Kinematic Self-Replicating Machines

© 2004 Robert A. Freitas Jr. and Ralph C. Merkle. All Rights Reserved.

Robert A. Freitas Jr., Ralph C. Merkle, Kinematic Self-Replicating Machines, Landes Bioscience, Georgetown, TX, 2004.


 

2.3.4 Replication by Component Analysis

In von Neumann’s cellular model, an embedded machine cannot send out an inspection arm to an encountered machine to identify all of its states. However, the cell space system could be redesigned to permit this. In such a system, an analyzing machine could examine an encountered passive machine and identify the type and location of all its cell automata. (The analyzer might of course have to penetrate the machine, thus altering its automaton states, so the inspecting arm would have to send out appropriate restoration construction signals.)

In von Neumann’s kinematic model, a machine ostensibly could identify all parts of the system and thus determine the type and location of all components. This opens the possibility that a machine system might, for example, replicate essentially two machines – one active, the other passive (or able to assume passivity under a signal from the active machine). This possibility and others have been explored by Laing [557-563] in a series of papers presenting alternative replicative strategies which include the following:

(a) Unilateral Reverse Engineering. Beginning with two identical machines, one active and one passive, the active machine reads the passive machine twice, producing one active and one passive machine, thus completing replication.

(b) Cooperative Reverse Engineering. Beginning with two machines (not necessarily identical) one machine reads the second, and makes a duplicate of it. Then the second reads the first, and makes a duplicate of it, active and passive status being exchanged. This result can be generalized to multiple machines [564].

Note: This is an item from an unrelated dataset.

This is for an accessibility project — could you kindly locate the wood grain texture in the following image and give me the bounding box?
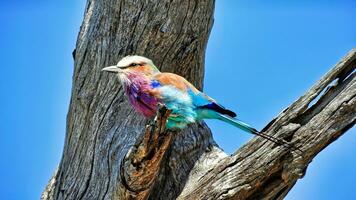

(c) Inferential Reverse Engineering. By combining the capacity of machines to read machines with the Thatcher result, one can hardwire a machine to construct a second machine which is a duplicate of the original except for the hardwired part which produced the second machine. The original machine then reads the newly constructed partial duplicate, and infers what the missing hardwired part must be. The original machine then constructs the missing part, completing the replicative process. This result also explicitly confronts and overcomes the “necessary machine degeneracy” criticism of automata self-replication.